Secondary measures of experienced well-being included 12 specific feelings, five positive (confident, good, inspired, interested, and proud) and seven negative (afraid, angry, bad, bored, sad, stressed, and upset). Secondary measures of evaluative well-being included two other measures of life satisfaction collected on an intake survey.

“This process provided repeated snapshots of people's lives, which collectively gives us a composite image, a stop-motion movie of their lives,” he says. In total, 33,391 employed, 18- to 65-year-olds in the United States provided 1,725,994 reports of experienced well-being. “Scientists often talk about trying to get a representative sample of the population,” he adds. “I was trying to get a representative sample of the moments of people's lives.”

The researchers then calculated the average level of well-being for each person and analyzed its relationship to people's income.

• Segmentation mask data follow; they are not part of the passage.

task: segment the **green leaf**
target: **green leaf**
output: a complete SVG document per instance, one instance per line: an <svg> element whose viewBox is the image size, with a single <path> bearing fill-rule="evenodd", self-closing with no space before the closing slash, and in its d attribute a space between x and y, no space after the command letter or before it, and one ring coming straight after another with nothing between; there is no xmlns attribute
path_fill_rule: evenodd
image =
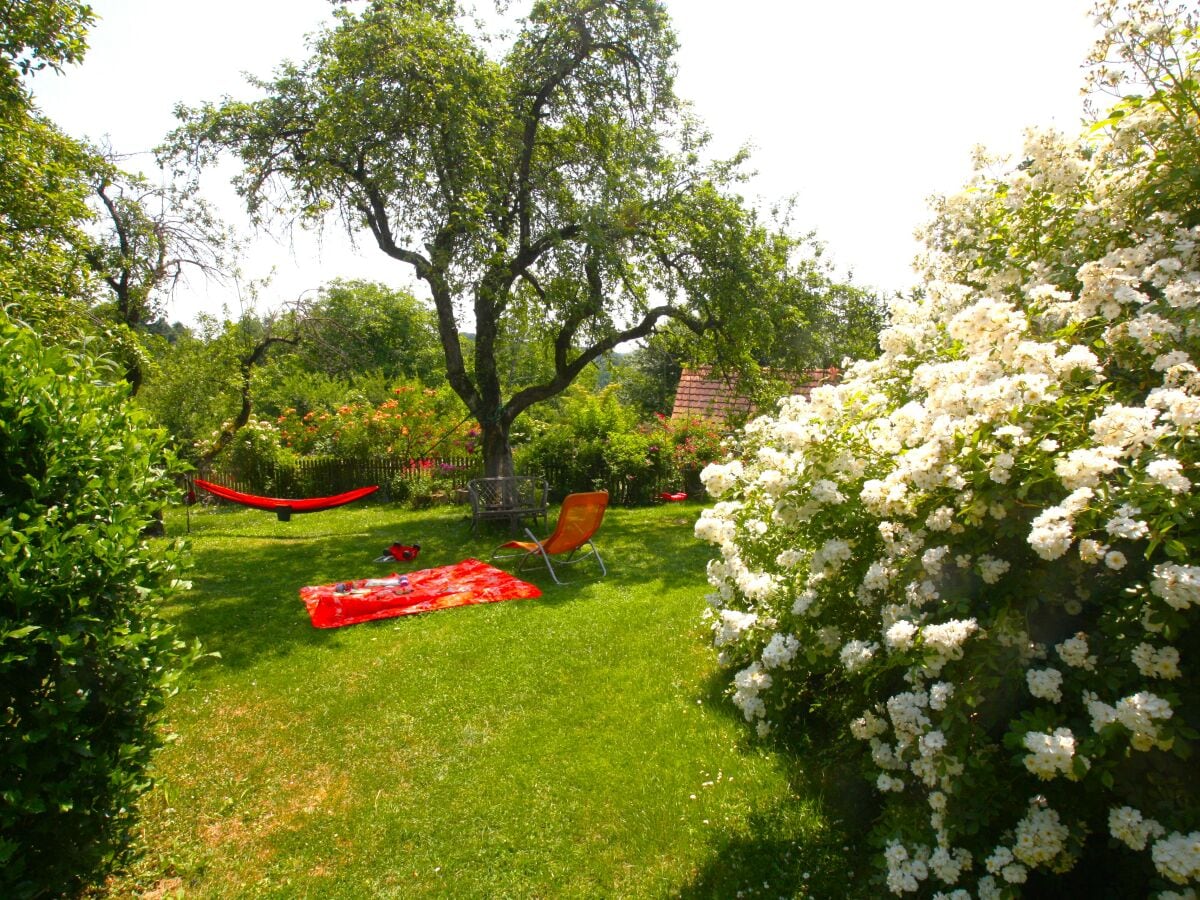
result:
<svg viewBox="0 0 1200 900"><path fill-rule="evenodd" d="M14 628L12 631L6 631L0 634L0 640L18 640L23 637L28 637L35 631L41 631L41 625L26 625L23 628Z"/></svg>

In part, he was trying to confirm the findings of a 2010 paper that suggested that as people earn more money their well-being increases, but experienced well-being plateaus once annual household income hits $75,000.

“It's a compelling possibility, the idea that money stops mattering above that point, at least for how people actually feel moment to moment,” the lead author said. “But when I looked across a wide range of income levels, I found that all forms of well-being continued to rise with income. I don't see any sort of kink in the curve, an inflection point where money stops mattering. Instead, it keeps increasing.”

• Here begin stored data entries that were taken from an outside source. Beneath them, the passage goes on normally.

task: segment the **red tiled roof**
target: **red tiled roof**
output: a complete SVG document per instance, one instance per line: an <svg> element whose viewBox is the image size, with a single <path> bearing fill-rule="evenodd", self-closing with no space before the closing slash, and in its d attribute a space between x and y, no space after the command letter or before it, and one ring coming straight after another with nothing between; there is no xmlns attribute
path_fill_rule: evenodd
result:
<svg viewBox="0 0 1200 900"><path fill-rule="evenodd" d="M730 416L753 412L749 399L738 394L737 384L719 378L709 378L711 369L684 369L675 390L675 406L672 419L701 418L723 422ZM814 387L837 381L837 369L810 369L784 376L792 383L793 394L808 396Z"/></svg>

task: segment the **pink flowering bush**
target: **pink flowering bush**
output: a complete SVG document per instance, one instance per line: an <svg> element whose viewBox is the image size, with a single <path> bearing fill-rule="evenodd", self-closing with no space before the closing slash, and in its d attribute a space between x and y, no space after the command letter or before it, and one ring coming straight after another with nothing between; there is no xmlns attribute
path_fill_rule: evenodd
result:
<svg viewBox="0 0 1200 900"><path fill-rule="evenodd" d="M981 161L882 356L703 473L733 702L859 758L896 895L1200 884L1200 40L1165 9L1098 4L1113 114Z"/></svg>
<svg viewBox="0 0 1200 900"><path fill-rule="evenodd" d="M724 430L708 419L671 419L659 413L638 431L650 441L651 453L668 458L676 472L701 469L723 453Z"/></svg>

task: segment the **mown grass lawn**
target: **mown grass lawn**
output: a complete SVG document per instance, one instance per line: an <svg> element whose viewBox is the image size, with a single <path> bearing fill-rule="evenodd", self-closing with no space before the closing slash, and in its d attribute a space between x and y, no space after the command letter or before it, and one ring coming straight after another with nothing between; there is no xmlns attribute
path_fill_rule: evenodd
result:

Here, “income” refers to a concept known as log(income); rather than each dollar mattering the same to each person, each dollar starts to matter less the more a person earns. “We would expect two people earning $25,000 and $50,000, respectively, to have the same difference in well-being as two people earning $100,000 and $200,000, respectively. In other words, proportional differences in income matter the same to everyone.”

Beyond that, the study provides a deeper understanding of the link between income and happiness.

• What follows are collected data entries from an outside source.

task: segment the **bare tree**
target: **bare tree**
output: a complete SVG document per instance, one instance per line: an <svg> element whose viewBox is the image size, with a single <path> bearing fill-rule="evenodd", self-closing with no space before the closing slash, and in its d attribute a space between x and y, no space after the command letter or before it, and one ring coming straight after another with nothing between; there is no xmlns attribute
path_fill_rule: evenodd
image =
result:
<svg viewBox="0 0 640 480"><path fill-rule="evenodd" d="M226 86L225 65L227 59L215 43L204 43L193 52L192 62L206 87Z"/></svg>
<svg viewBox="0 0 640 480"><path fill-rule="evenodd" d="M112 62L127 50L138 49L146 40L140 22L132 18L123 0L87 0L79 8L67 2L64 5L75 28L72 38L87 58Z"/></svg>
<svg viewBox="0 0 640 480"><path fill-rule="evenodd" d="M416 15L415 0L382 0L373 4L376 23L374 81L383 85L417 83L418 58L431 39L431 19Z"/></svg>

Higher earners are happier, in part, because of an increased sense of control over life, he says. “When you have more money, you have more choices about how to live your life. You can likely see this in the pandemic. People living paycheck to paycheck who lose their job might need to take the first available job to stay afloat, even if it's one they dislike. People with a financial cushion can wait for one that's a better fit. Across decisions big and small, having more money gives a person more choices and a greater sense of autonomy.”

Yet it might be best not to define success in monetary terms, the author said. “Although money might be good for happiness, I found that people who equated money and success were less happy than those who didn't. I also found that people who earned more money worked longer hours and felt more pressed for time.”

Though the study does show that income matters beyond a previously believed threshold, it also showed that a focus on money was detrimental to happiness.

So, what? I think this study is interesting in that it shows that money has an importance that has been underestimated.

However, as the researchers themselves say, there are many elements to happiness apart from money and that income may be the very least of them. Also interesting is the connection they found between money and autonomy—freedom of choice. We have known for a long time that autonomy was important for happiness—it’s one of the CATS (certainty, autonomy, trust, and status) which are our prime motivators.

Money is also tied closely to perception of status and perhaps people striving for ever more money are actually striving for an increase in self-perceived status. The question, not answered in the study, is what is the money/status/autonomy/happiness relationship in different income groups?

Dr Bob Murray

Bob Murray, MBA, PhD (Clinical Psychology), is an internationally recognised expert in strategy, leadership, influencing, human motivation and behavioural change.